Though I began this semester wondering about the gender roles and norms that women were subject to during the Victorian period, I, inevitably and thoroughly, learned about that topic and many, many other topics in my time in this course. However, despite the sheer variety of Victorian concepts and issues that I learned about, I think that it was through learning about and becoming aware of Victorian literature, and the concepts and issues that contextualized, informed, and inspired it, that I was able to learn something that was much greater than just the sum of these parts. Indeed, my experience in this class has taught me to see connections when their presence is not obvious. Despite the fact that all of the Victorian literature I engaged with this past semester dates well over a hundred years old, I felt that I could relate to some of the sentiments and struggles of the characters housed within the literary works I read. I could readily relate to Catherine’s attachment to her home, Wuthering Heights, and to the blustering, heath-filled moors that contained it. Her desire to see Wuthering Heights manifested as her own personal version of heaven reminded me of the love I have for the natural environment of my home in Long Island. Furthermore, I found myself relating to Pip’s growing pains and especially to his complicated feelings regarding leaving home and attempting to find success out there in the world, away from that which is familiar.
This class also taught me that Victorian literature, aside from transgressing the barriers of time through its ability to reach and relate to me and my own life, cannot be readily defined. Despite having taken a class entitled “Victorian Connexions,” I cannot say that I could decisively and concisely define Victorian literature. For example, while there are elements of Victorian literature that are focused predominantly on spiritual manners there are also many aspects of Victorian literature that are intensely preoccupied with the sciences and with the new scientific knowledge that became available during that time period. Moreover, the two are often found to somehow coexist within the very same piece of literature, sometimes without being completely resolved, as is the case in Alfred Lord Tennyson’s poem, In Memoriam. Several pieces of Victorian literature, such as Wuthering Heights and Reuben Sachs, also seemed to simultaneously uphold and combat the gender roles and norms of which I was initially curious. Additionally, the Victorian period saw the employment of at least three distinct sub-genres: Romanticism, Gothicism, and Realism. These three sub-genres are entirely different from one another yet they do appear at work together in certain works of Victorian literature, for example, in Charles Dickens’ Great Expectations. It is thus undeniable that the genre of Victorian literature is enigmatic and multi-faceted. However, I think this is only to be expected, as the Victorian period of literature marked merely a collection of years wherein Queen Victoria ruled and not necessarily a particular style, ideology, or philosophy. Therefore, the period is bound to be filled with a vast array of distinct concerns, literary styles, and trends, that all inspired different authors in a variety of ways such that each author created a product that was unique from all else being generated at the time.

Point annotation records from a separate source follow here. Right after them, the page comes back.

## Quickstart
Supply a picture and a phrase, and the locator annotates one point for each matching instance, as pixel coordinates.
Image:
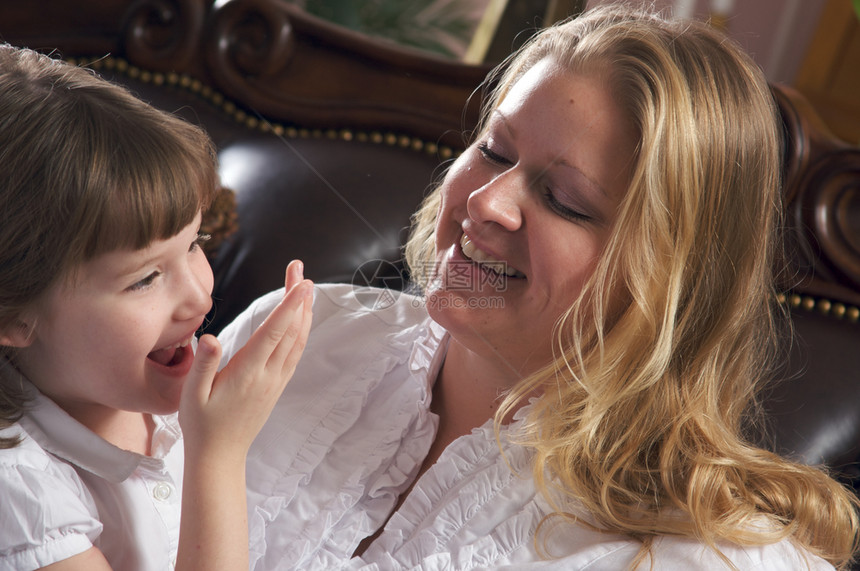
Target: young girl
(102, 287)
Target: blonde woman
(597, 318)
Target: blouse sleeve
(46, 513)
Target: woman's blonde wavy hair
(641, 415)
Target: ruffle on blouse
(472, 509)
(347, 437)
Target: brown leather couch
(329, 140)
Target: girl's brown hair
(85, 168)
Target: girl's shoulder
(48, 512)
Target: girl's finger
(271, 332)
(198, 384)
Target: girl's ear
(18, 334)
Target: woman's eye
(199, 241)
(145, 282)
(563, 210)
(491, 155)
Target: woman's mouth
(483, 259)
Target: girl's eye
(145, 282)
(562, 210)
(199, 241)
(491, 155)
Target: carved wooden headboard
(353, 130)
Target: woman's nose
(499, 201)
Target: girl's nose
(196, 290)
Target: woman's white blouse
(350, 433)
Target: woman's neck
(470, 388)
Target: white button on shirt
(66, 489)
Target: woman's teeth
(476, 255)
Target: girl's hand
(222, 413)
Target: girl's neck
(130, 431)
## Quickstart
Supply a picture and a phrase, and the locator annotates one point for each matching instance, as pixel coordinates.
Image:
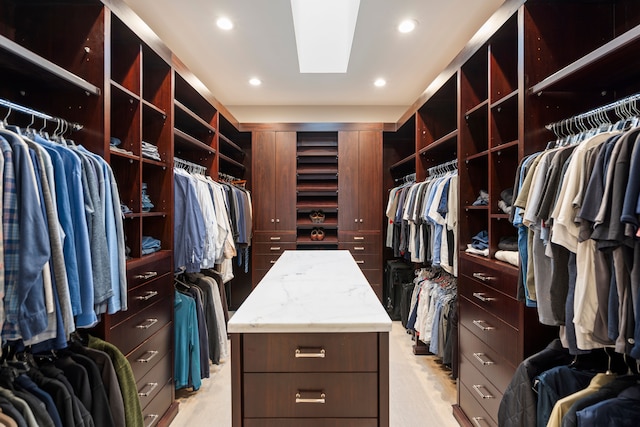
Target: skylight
(324, 33)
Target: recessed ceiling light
(380, 82)
(224, 23)
(407, 25)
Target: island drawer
(311, 352)
(311, 395)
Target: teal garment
(187, 348)
(132, 410)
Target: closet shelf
(611, 58)
(191, 141)
(180, 106)
(17, 51)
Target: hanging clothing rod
(12, 106)
(624, 108)
(189, 166)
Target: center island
(310, 347)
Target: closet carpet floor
(421, 391)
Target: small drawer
(309, 422)
(499, 277)
(498, 335)
(153, 382)
(143, 296)
(485, 393)
(135, 330)
(497, 303)
(311, 395)
(310, 352)
(272, 248)
(145, 269)
(274, 237)
(473, 410)
(150, 352)
(485, 359)
(156, 408)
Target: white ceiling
(262, 44)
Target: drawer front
(150, 352)
(309, 422)
(494, 276)
(152, 413)
(473, 410)
(265, 262)
(486, 360)
(133, 331)
(273, 237)
(299, 395)
(272, 248)
(310, 352)
(490, 330)
(153, 382)
(497, 303)
(481, 389)
(142, 271)
(143, 296)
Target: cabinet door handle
(477, 388)
(483, 277)
(481, 297)
(320, 399)
(151, 354)
(150, 388)
(147, 324)
(483, 325)
(146, 275)
(485, 362)
(147, 295)
(311, 353)
(476, 421)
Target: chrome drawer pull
(146, 275)
(485, 362)
(476, 421)
(153, 417)
(483, 325)
(151, 353)
(477, 387)
(317, 353)
(147, 295)
(481, 297)
(147, 324)
(152, 386)
(300, 399)
(483, 277)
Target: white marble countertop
(312, 291)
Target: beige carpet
(421, 391)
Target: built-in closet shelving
(317, 188)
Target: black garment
(11, 411)
(519, 403)
(59, 394)
(100, 411)
(25, 383)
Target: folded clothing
(480, 240)
(511, 257)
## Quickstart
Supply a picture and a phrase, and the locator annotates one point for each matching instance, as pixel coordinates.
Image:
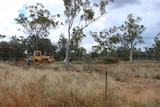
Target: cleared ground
(134, 84)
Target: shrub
(110, 60)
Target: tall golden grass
(79, 85)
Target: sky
(117, 12)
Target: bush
(110, 60)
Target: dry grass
(129, 84)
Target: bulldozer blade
(20, 62)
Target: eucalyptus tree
(156, 46)
(2, 36)
(80, 14)
(61, 46)
(37, 23)
(106, 40)
(132, 31)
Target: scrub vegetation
(135, 84)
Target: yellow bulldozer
(37, 58)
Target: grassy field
(134, 84)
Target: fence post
(106, 86)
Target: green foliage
(110, 60)
(132, 32)
(106, 39)
(37, 24)
(83, 12)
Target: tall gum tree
(80, 14)
(131, 33)
(37, 22)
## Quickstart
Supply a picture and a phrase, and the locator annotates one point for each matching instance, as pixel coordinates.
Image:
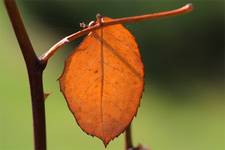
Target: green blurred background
(183, 103)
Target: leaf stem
(45, 57)
(128, 138)
(35, 69)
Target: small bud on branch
(44, 58)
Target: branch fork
(35, 66)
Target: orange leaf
(103, 81)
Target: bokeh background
(183, 103)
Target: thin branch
(128, 138)
(44, 58)
(35, 69)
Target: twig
(128, 138)
(44, 58)
(35, 69)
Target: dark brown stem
(35, 70)
(128, 138)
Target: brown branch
(35, 69)
(44, 58)
(128, 138)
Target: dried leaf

I think these aspects are what is really key to Victorian literature. While Victorian literature cannot be readily defined it certainly lends itself to connection. There is a great deal of connection latent within the tensions that exist between each work of Victorian literature, for each work is different yet simultaneously emblematic of the time period in which it was composed and of the individuals who lived during that time period, at least, in part. Moreover, Victorian literature, despite its age and despite the rigidity of its timespan, can be connected to today, particularly in its ability to communicate certain eternal concepts, particularly, the very concept of connection and how one perceives oneself as connected to others, connected to one’s environment, and connected to history and to the lives that have and are yet to have been lived. Victorian literature, despite its being framed by time, defies this seemingly concrete aspect of its definition in its ability to connect the past with the future in the name of exposing the way in which all, even that which seemingly contrasts, is connected.